The presidents of the United States and France have called for a global pact to fight climate change in a joint op-ed published on Monday, the first day of a visit to Washington by French leader Francois Hollande.
He and Barack Obama urged more clean energy partnerships to create jobs, as well as support for developing countries as they shift to low-carbon energy.
"As we work toward next year's climate conference in Paris, we continue to urge all nations to join us in pursuit of an ambitious and inclusive global agreement that reduces greenhouse gas emissions through concrete actions," read the op-ed published in the Washington Post and Le Monde newspapers.
Although France has repeatedly called for ambitious carbon cuts, the European Union scaled back its long-term climate goals in January due to difficult economic conditions.
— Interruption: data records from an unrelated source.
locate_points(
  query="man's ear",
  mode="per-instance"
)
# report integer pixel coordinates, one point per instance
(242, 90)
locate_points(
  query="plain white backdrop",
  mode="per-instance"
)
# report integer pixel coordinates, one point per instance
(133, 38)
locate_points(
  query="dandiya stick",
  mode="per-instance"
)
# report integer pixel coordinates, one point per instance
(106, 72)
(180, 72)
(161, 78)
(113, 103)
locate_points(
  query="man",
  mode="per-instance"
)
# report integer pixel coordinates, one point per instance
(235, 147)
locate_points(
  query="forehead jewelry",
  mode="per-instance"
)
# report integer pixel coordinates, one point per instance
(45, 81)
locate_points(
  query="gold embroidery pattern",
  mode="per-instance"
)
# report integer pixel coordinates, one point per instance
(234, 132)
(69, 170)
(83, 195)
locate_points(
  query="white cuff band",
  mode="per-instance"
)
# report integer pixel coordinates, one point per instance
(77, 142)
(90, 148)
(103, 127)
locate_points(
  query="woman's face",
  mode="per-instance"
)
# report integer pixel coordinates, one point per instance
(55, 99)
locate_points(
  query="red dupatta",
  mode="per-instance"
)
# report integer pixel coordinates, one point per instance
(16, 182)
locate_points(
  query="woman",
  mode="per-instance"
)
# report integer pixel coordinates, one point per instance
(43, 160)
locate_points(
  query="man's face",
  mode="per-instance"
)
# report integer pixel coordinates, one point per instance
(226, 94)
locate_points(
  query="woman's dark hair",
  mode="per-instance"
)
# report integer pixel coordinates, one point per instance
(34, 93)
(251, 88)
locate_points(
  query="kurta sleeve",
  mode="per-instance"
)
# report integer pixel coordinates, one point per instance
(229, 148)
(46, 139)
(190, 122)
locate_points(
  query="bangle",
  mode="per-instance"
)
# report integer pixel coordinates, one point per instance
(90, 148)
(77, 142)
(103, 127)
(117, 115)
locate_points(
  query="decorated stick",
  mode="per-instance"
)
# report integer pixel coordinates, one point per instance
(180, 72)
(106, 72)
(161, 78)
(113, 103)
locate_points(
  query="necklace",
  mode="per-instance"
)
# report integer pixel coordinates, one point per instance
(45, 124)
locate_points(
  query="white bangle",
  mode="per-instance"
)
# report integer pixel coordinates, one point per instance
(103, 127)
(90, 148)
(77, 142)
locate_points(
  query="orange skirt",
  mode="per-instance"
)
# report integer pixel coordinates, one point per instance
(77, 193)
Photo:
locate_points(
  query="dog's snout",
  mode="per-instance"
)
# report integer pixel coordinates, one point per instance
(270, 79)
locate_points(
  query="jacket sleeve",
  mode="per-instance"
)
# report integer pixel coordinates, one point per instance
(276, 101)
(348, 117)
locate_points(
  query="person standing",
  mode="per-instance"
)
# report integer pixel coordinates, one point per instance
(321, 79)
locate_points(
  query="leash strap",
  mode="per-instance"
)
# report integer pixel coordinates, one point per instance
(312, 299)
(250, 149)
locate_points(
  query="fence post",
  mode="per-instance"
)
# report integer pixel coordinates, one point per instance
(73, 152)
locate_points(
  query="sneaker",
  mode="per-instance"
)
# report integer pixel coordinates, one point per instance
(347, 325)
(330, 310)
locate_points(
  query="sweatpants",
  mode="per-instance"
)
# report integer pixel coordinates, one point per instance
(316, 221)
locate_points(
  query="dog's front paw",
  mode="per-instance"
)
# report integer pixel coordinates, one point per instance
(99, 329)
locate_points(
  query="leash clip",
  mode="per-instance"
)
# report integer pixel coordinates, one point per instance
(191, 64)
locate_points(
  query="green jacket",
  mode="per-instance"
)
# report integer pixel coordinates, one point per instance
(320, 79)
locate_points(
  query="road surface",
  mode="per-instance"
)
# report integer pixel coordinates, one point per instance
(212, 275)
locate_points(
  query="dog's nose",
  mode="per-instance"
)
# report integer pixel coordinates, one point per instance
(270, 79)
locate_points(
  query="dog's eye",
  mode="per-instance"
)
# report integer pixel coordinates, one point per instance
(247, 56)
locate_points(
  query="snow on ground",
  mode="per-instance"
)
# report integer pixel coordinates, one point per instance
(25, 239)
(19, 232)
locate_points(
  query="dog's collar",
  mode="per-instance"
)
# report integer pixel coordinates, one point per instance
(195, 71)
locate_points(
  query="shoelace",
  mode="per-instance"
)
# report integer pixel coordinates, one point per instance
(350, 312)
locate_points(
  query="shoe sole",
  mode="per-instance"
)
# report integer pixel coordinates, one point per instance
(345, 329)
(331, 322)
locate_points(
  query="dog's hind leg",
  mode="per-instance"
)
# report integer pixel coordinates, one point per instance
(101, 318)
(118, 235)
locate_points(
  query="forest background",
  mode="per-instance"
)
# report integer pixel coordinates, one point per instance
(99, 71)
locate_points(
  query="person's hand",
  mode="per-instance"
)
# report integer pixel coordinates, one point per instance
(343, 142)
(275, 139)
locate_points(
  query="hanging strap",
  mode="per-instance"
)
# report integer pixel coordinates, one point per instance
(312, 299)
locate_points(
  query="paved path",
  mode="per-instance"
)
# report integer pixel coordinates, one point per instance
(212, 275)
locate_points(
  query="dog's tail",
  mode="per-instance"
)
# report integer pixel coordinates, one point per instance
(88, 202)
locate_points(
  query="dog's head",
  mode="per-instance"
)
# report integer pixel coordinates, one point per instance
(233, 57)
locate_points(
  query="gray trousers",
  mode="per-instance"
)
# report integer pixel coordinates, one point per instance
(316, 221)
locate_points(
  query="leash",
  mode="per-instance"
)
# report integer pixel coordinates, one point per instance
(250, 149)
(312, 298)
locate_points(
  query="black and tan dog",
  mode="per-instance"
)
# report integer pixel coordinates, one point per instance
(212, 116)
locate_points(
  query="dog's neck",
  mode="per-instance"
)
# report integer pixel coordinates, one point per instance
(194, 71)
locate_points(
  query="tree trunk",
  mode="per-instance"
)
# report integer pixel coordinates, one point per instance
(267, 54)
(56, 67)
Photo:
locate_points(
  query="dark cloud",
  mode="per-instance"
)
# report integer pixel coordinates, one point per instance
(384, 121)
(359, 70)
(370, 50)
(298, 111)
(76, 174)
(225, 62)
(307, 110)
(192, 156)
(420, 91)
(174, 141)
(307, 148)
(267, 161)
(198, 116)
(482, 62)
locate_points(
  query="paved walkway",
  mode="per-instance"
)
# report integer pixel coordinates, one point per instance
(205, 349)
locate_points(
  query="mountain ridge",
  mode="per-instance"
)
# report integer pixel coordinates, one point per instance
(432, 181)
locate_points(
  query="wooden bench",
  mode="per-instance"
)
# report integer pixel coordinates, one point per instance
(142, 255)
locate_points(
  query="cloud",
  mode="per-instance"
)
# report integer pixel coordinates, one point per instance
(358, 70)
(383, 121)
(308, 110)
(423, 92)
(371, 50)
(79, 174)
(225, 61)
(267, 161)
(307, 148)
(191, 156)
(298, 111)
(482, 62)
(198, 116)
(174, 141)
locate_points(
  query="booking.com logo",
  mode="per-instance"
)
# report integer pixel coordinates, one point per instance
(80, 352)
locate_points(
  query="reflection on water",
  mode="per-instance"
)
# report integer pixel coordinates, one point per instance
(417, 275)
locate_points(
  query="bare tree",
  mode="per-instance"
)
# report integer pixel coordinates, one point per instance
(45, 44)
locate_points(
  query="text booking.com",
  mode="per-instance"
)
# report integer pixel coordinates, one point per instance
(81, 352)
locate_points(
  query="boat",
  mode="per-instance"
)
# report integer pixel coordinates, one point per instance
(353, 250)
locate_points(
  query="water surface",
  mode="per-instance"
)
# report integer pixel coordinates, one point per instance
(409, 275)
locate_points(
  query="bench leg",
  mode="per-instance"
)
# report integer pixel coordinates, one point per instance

The new emission targets fall short of what some scientists and environmentalists say is needed to prevent the worst effects of climate change.
The United States, Japan and Canada have also scaled back their climate commitments.
International talks to try to agree on a successor to the 1997 Kyoto Protocol, the first and only international agreement to tackle climate change, are due to be held in Paris next year.
A new global pact might include pledges on curbing greenhouse gas emissions and measures to enable the poorest nations to adapt better to climate change.
The United States, recently overtaken by China as the world's top carbon polluter, has never ratified the Kyoto pact.
Talks during Hollande's first state visit to the United States will include Iran, Syria and a U.S.-European Union trade deal.